Building and Improving an OCR Classifier for Republican Chinese Newspaper Text

  • 1. Heidelberg Centre for Transcultural Studies, Universität Heidelberg, Germany
  • 2. Institut für Computerlinguistik, Universität Heidelberg, Germany
  • 1. Universität der Bundeswehr München, Deutschland
  • 2. Universität Potsdam, Deutschland
  • 3. Digital Humanities im deutschsprachigen Raum e.V., Deutschland

Description

In our paper we present the first results from a systematic approach to full text extraction from a Republican China newspaper. Our basis is a small corpus for which also a ground truth exists. We present our character segmentation method which produces about 70.000 images of characters.

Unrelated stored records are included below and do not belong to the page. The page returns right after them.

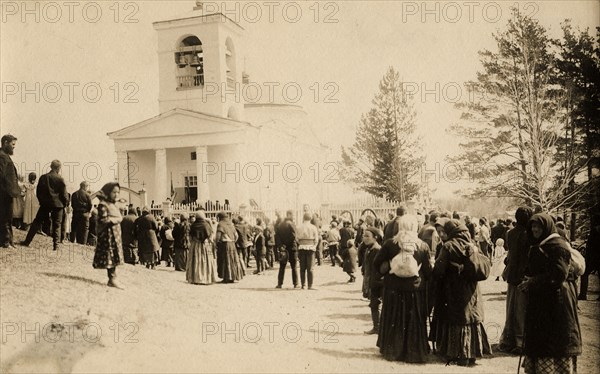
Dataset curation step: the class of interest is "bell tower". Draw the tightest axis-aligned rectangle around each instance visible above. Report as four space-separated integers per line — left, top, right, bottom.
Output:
153 1 244 120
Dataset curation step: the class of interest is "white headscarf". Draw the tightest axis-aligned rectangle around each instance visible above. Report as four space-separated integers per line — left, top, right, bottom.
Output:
393 214 420 250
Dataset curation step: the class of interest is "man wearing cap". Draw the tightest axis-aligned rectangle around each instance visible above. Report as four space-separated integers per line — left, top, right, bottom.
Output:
297 212 319 290
71 181 92 244
275 210 299 288
21 160 69 251
0 134 21 248
383 204 408 242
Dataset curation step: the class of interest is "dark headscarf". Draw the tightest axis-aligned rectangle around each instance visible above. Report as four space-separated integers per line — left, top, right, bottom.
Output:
444 219 471 241
97 182 121 203
527 213 558 244
515 206 533 227
365 226 383 244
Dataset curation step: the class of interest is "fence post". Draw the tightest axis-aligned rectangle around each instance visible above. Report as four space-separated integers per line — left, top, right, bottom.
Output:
139 188 148 207
163 201 171 217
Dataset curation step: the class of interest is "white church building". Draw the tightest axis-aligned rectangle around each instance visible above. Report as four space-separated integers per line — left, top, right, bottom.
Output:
108 6 332 209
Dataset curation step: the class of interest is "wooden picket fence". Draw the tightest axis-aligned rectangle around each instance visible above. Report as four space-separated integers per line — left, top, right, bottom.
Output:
150 194 411 223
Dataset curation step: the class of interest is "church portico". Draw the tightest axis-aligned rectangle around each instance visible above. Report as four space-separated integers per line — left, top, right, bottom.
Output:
109 109 256 203
108 9 328 208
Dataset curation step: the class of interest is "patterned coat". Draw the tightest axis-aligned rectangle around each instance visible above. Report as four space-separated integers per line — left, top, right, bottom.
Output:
93 200 123 269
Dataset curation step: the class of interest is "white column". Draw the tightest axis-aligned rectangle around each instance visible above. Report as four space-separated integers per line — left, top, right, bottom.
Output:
117 151 131 203
116 151 129 187
196 146 210 203
153 148 170 204
235 143 250 206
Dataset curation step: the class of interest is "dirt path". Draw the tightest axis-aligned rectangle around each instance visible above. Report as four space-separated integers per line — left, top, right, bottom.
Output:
0 232 600 373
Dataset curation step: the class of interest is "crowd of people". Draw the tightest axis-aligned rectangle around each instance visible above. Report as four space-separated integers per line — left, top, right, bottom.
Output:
0 136 600 373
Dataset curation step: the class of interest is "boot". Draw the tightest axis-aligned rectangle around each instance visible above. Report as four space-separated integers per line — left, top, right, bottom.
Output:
107 268 124 290
365 309 379 335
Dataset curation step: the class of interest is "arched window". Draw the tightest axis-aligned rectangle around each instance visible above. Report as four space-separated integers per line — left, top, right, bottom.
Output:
225 38 237 88
175 35 204 89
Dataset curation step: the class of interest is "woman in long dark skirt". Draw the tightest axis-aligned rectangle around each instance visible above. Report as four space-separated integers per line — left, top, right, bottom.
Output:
215 212 244 283
92 183 124 289
186 211 217 284
340 239 358 283
173 213 190 271
135 207 160 269
373 215 431 363
517 214 582 374
433 219 492 366
160 217 175 267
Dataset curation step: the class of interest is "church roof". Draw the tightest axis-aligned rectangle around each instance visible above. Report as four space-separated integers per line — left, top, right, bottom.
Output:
106 108 256 139
152 10 244 31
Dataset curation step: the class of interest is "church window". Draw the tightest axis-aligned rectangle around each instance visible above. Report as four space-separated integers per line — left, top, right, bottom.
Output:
175 36 204 89
225 38 236 88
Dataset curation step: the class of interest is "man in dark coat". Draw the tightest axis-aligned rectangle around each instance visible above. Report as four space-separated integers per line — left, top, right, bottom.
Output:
21 160 69 251
0 135 21 248
275 210 300 288
339 221 355 256
384 205 408 242
490 219 507 245
498 207 533 354
120 206 139 265
71 181 92 245
465 216 476 244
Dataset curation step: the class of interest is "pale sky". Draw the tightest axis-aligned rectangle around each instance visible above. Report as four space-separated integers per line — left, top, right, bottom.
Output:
0 0 600 199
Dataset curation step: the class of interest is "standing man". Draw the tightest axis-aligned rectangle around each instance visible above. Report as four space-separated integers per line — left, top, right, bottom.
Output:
21 160 69 251
339 221 354 257
327 221 342 267
465 216 476 243
275 210 299 288
297 213 319 290
384 204 408 242
71 181 92 244
498 206 533 355
310 213 323 267
0 134 21 248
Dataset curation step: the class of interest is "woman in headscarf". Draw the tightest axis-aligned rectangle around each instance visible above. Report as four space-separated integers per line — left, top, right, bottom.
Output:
518 213 581 374
358 227 383 335
186 210 217 284
23 173 40 230
215 212 244 283
173 212 190 271
159 217 175 267
135 206 160 269
373 215 431 363
477 217 493 260
92 182 124 289
433 219 492 366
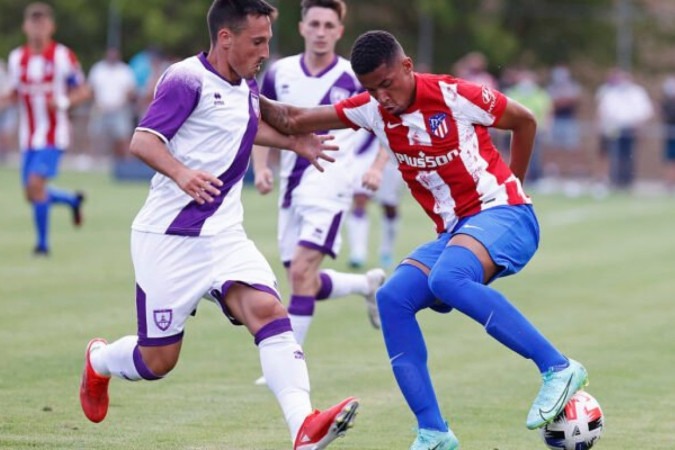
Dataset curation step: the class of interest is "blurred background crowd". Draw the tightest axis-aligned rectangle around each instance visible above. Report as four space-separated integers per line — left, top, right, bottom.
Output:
0 0 675 198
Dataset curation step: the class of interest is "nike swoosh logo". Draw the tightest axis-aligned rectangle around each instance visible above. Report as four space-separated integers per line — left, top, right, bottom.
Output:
539 375 574 420
462 224 482 230
389 352 404 362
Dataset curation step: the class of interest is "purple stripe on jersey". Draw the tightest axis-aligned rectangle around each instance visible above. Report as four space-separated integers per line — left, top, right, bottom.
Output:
324 212 342 248
356 133 376 155
298 240 337 259
300 53 338 78
255 317 293 345
197 52 241 86
166 87 258 236
281 156 310 208
138 66 202 140
316 272 333 300
260 65 277 100
136 283 148 340
134 345 162 381
288 295 316 316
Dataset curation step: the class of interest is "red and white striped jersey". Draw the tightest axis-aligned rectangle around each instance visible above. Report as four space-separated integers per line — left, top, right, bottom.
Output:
335 74 531 233
8 42 84 150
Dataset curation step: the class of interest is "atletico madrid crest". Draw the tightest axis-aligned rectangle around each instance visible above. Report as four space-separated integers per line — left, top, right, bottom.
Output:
429 113 448 139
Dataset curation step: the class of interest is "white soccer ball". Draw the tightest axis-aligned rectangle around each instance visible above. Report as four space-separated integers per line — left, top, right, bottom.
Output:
540 391 605 450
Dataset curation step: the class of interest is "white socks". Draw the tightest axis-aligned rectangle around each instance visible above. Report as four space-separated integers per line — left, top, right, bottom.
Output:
89 336 141 381
347 213 370 264
322 269 370 298
258 331 312 442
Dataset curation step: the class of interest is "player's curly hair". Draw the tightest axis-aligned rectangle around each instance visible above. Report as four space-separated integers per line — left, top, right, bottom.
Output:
350 30 403 75
300 0 347 22
206 0 277 43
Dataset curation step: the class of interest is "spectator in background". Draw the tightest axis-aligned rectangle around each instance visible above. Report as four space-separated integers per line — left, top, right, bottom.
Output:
504 69 552 182
546 64 581 151
661 76 675 192
89 47 136 160
453 52 497 89
595 68 654 193
0 2 90 256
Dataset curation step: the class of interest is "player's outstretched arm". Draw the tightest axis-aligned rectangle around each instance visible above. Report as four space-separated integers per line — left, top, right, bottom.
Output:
494 98 537 183
255 120 338 172
129 131 223 205
260 96 348 134
251 145 278 195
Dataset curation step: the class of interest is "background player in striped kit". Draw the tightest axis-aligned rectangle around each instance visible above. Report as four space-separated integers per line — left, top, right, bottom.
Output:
261 31 588 450
253 0 384 384
0 2 91 256
80 0 358 450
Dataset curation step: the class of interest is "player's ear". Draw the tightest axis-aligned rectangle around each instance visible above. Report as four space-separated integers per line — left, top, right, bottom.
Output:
402 56 415 75
218 28 234 50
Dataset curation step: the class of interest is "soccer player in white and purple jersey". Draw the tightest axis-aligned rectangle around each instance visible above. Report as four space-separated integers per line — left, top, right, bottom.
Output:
80 0 358 450
253 0 385 370
261 31 588 450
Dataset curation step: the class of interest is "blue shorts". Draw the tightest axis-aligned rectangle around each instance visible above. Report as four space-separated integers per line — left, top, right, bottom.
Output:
408 205 539 281
21 147 63 186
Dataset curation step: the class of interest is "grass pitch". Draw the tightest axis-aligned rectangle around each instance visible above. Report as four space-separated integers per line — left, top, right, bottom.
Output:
0 168 675 450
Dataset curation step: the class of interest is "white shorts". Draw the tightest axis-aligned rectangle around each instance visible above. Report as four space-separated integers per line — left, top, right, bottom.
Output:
131 230 280 346
354 159 404 206
277 202 349 267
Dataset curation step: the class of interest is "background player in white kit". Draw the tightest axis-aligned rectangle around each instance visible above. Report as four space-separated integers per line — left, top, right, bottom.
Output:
80 0 358 450
347 139 403 269
253 0 385 384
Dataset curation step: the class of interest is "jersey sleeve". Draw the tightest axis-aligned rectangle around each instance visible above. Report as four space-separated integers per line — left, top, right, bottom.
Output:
137 66 201 142
7 49 21 92
335 92 374 131
260 64 278 100
453 80 507 127
63 47 86 89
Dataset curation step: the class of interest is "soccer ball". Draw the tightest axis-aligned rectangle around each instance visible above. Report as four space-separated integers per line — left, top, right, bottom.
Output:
540 391 605 450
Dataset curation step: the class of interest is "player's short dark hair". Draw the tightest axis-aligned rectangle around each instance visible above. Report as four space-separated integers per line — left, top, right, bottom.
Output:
350 30 403 75
300 0 347 22
206 0 277 43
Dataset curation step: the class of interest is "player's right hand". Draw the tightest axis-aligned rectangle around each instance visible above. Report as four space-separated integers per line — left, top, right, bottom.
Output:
254 167 274 195
175 168 223 205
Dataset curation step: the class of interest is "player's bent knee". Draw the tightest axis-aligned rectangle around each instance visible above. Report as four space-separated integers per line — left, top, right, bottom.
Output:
139 344 180 378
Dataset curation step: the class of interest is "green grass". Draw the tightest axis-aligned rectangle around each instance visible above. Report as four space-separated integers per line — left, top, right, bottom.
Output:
0 168 675 450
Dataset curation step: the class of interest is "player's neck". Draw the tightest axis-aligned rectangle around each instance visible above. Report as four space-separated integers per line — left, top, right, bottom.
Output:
206 51 241 85
303 52 336 75
28 39 52 54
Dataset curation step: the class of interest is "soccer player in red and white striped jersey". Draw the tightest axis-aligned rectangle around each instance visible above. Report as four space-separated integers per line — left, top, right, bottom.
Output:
4 2 90 256
261 31 587 450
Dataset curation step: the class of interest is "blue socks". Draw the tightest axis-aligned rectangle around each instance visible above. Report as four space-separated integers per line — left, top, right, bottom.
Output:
33 201 49 250
429 245 567 373
47 186 77 208
377 264 448 431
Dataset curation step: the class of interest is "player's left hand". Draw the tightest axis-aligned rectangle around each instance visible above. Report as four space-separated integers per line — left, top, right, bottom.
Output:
293 133 340 172
361 167 382 191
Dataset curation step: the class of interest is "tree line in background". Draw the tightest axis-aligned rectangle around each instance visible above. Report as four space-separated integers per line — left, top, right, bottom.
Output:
0 0 675 81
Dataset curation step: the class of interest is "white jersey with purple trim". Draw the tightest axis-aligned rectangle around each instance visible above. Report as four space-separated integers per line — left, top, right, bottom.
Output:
132 53 260 236
260 54 369 208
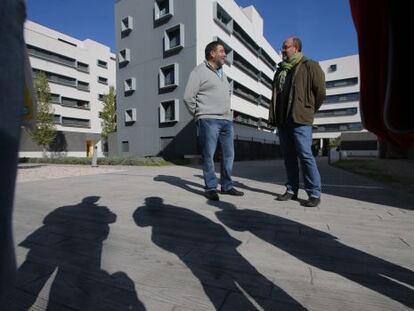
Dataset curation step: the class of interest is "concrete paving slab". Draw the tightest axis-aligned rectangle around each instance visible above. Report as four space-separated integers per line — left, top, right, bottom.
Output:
3 159 414 311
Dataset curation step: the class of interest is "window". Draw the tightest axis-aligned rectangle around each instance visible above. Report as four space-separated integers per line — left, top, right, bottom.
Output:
324 92 359 104
98 76 108 85
121 16 134 38
257 95 270 109
328 64 336 72
233 81 260 104
53 114 62 124
97 59 108 68
61 97 89 109
233 52 260 80
160 99 179 123
213 2 233 34
316 108 358 118
259 48 276 71
121 140 129 152
33 69 76 87
27 45 76 67
213 37 234 66
154 0 174 26
58 38 77 46
233 111 261 127
77 81 89 92
125 108 137 126
258 71 273 90
50 94 60 104
233 23 260 56
62 117 90 128
159 64 178 90
313 122 362 133
164 24 184 54
124 78 136 96
326 78 358 89
76 62 89 72
118 49 131 67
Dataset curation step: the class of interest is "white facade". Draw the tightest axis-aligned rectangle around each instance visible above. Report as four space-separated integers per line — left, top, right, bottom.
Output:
115 0 281 156
313 54 363 139
196 0 281 124
20 21 115 157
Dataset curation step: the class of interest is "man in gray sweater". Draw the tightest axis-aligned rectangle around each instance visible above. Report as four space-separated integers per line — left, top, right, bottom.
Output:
184 41 243 201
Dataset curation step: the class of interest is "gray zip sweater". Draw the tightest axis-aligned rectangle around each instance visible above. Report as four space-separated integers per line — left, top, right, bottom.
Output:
184 61 233 120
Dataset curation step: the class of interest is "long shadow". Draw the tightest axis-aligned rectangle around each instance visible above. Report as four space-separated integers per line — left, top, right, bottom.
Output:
1 196 145 311
208 201 414 307
154 175 204 196
194 175 279 196
133 197 304 310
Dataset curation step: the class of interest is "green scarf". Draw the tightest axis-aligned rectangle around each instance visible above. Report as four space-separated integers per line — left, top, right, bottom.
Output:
278 52 303 92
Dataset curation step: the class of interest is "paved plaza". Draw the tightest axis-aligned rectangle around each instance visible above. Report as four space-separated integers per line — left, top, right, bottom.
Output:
1 159 414 311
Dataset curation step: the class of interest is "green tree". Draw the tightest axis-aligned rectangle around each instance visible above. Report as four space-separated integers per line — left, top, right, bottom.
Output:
101 86 116 140
29 71 57 156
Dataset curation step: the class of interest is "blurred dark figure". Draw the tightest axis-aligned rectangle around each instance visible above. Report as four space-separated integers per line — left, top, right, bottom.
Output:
350 0 414 155
0 0 26 297
208 202 414 308
2 196 145 311
133 197 304 311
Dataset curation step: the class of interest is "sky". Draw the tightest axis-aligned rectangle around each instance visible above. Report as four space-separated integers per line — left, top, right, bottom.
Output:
25 0 358 61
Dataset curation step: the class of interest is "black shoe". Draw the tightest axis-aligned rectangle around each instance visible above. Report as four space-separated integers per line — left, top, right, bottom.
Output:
221 187 244 197
303 197 321 207
204 190 220 201
276 191 298 201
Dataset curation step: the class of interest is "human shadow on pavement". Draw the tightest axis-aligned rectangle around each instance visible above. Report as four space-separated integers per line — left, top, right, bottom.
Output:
154 175 204 196
1 196 145 311
133 197 304 310
208 201 414 307
233 158 414 210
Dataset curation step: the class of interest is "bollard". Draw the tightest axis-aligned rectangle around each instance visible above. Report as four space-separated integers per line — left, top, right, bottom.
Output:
91 145 98 167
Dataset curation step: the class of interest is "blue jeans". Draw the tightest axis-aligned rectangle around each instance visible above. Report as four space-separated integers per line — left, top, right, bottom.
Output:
197 119 234 191
278 123 321 198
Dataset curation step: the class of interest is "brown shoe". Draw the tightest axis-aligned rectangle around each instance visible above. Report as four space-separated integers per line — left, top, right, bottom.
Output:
276 191 298 201
303 197 321 207
221 187 244 197
204 190 220 201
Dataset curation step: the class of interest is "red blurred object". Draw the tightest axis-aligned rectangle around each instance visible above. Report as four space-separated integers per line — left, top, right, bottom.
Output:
350 0 414 148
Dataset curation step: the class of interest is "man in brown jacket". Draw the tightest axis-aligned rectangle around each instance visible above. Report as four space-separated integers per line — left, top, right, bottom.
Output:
269 37 325 207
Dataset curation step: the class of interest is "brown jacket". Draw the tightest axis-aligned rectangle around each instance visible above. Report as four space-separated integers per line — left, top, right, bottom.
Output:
269 57 326 126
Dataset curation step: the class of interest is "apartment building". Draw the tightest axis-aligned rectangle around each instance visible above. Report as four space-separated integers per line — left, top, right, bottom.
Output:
313 54 365 153
115 0 281 158
19 21 116 157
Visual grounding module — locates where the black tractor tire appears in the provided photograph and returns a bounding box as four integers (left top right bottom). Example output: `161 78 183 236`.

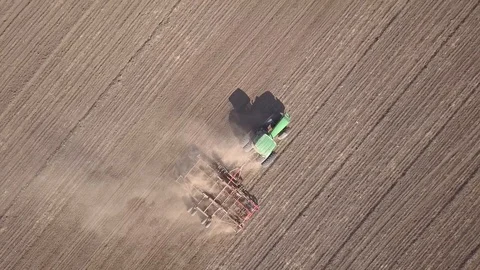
240 133 253 152
277 127 290 141
262 152 277 168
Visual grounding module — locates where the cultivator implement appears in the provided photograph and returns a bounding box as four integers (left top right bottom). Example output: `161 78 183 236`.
176 154 259 232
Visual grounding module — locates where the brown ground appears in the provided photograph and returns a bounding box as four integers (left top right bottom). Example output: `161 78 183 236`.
0 0 480 269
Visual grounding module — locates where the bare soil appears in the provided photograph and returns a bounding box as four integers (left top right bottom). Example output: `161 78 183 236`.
0 0 480 269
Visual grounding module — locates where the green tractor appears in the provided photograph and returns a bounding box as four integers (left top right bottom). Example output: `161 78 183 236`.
229 89 290 167
243 113 290 167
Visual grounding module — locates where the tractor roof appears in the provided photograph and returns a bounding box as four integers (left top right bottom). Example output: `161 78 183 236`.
255 134 277 157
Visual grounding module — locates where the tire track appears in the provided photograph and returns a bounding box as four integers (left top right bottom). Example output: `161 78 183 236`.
246 0 478 268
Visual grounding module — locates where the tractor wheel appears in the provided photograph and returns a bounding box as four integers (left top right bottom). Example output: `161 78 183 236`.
262 152 277 168
277 127 290 141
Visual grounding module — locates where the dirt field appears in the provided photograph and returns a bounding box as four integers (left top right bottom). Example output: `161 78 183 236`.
0 0 480 269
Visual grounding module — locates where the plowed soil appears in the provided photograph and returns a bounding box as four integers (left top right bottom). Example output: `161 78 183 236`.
0 0 480 269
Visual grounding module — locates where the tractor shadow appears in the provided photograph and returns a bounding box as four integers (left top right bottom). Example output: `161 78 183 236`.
228 88 285 139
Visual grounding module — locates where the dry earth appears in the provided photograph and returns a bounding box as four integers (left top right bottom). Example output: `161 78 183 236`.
0 0 480 269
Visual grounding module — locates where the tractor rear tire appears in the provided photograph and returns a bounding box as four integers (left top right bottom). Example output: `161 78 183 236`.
262 152 277 168
187 206 197 216
243 141 253 153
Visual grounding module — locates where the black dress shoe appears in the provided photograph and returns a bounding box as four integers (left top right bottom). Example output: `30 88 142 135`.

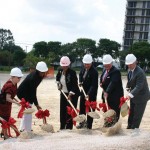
1 133 4 138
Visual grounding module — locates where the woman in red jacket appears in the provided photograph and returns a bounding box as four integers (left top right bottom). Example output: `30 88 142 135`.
0 67 23 139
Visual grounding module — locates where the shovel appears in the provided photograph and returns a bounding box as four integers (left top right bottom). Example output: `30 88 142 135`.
103 98 116 118
61 90 86 123
81 86 100 119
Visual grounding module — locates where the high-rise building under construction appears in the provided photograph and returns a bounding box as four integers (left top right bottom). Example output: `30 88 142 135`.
122 0 150 50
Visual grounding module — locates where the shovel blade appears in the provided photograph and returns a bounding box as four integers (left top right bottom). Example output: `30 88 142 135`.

Based on the hypothesis that pre-training on extensive amounts of suitably augmented character images will increase the OCR accuracy for evaluation on real-life character image data, we generated additional synthetic training data. We than compare the OCR recognition results and show that a combination of synthetic and real characters produces the best results. Finally, we propose a method that makes use of a masked language model to for OCR error correction.

Ein Beitrag zur 8. Tagung des Verbands "Digital Humanities im deutschsprachigen Raum" - DHd 2022 Kulturen des digitalen Gedächtnisses.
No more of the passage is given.